For years, we’ve been told that a few minutes of moderate exercise a day will lead to amazing health benefits. A new study, though, indicates that significant weight loss isn’t among them:
Obesity experts agree that daily exercise is essential for good health, but whether it can successfully lead to long-term weight loss is a question of much debate. What has become increasingly clear, however, is that the conventionally accepted advice — 30 minutes of moderate-intensity activity most days of the week — is probably insufficient to spur any real change in a person’s body weight. A study published July 28 in the Archives of Internal Medicine adds to the burgeoning scientific consensus: when it comes to exercise for weight loss, more is better. It suggests that obese people would have to exercise at least an hour at a time to see any significant difference in their weight.
Which stands to reason, really. My lifestyle is pretty sedentary during the week: Wake up, work in front of the computer for a couple of hours, drive to the office, sit in front of the computer a few hours, drive home, sit in front of the computer some more, eat dinner, sit in front of the television for a couple hours, go to bed. Even so, I probably walk 30 minutes a day just between my desk, the coffee machine, and the bathroom. Walking to get lunch, on the days I don’t bring my own, probably gives me 20 minutes. Simply put, it’s ridiculously hard not to get 30 minutes of moderate activity on a daily basis if you’re able bodied.

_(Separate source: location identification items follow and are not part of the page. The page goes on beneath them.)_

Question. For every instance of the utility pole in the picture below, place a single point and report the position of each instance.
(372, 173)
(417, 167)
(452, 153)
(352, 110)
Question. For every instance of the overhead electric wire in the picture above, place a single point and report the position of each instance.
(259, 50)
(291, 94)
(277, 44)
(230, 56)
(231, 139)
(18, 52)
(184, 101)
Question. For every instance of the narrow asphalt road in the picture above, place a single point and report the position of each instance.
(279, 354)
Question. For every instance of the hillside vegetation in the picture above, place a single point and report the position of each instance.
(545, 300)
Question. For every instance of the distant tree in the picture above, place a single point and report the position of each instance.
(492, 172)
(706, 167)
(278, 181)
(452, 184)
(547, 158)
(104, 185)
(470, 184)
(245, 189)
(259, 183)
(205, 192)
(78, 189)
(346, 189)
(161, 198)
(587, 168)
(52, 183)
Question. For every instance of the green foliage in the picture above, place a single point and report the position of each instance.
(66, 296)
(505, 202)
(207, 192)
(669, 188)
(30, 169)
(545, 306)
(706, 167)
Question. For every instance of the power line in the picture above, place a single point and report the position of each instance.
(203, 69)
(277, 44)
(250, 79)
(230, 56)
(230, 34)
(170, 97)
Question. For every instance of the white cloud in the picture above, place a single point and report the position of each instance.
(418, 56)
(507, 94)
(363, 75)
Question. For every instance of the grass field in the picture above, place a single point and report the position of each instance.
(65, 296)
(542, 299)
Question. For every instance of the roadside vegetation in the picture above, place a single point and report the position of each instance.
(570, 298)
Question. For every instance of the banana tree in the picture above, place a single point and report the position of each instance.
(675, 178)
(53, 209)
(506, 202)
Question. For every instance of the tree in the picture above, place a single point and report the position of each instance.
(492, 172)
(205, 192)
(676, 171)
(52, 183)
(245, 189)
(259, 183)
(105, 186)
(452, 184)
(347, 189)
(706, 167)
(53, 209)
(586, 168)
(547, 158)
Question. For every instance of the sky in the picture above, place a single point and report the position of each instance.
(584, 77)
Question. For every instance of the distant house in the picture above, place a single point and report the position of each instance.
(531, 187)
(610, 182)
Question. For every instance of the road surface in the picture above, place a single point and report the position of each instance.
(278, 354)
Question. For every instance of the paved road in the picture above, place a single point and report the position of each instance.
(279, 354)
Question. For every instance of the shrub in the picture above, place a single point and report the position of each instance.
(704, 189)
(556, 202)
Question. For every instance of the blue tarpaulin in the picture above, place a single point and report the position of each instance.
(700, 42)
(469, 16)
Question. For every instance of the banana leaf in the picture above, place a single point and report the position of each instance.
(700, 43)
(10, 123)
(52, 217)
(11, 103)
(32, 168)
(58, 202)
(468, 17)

Of course, no report on obesity would be complete without a “not that there’s anything wrong with that” disclaimer telling you it’s not your fault:
Still, the underlying question remains: are diet and exercise a reliable cure for obesity? Modern-day obesity researchers are skeptical — achieving thinness, they say, is not simply a matter of willpower. Research suggests that weight may largely be regulated by biology, which helps determine the body’s “set point,” a weight range of about 10 lbs. to 20 lbs. that the body tries hard to defend. The further you push you weight beyond your set point — either up or down the scale — some researchers say, the more your body struggles to return to it. That might help to explain why none of the women in Jakicic’s study managed to lose much more than 10% of their body weight. After two years on a calorie-restricted diet, keeping up more than an hour of physical activity five days a week on average, most were still clinically overweight (though much less so than before). But what Jakicic and other obesity researchers stress is that a 10% reduction in body weight represents a tremendous boon for overall well-being, lowering blood pressure, improving heart health and reducing the risk of Type 2 diabetes. For the obese, the end goal should not be thinness, but health and self-acceptance, which are more realistic and beneficial objectives. “The women’s health was absolutely improved,” Jakicic says.
What none of these studies ever explain to my satisfaction is why, if obesity is essentially random, it suddenly appeared on a large scale in Western society about thirty years ago and why you don’t see random fit kids in those television reports of famine in Africa.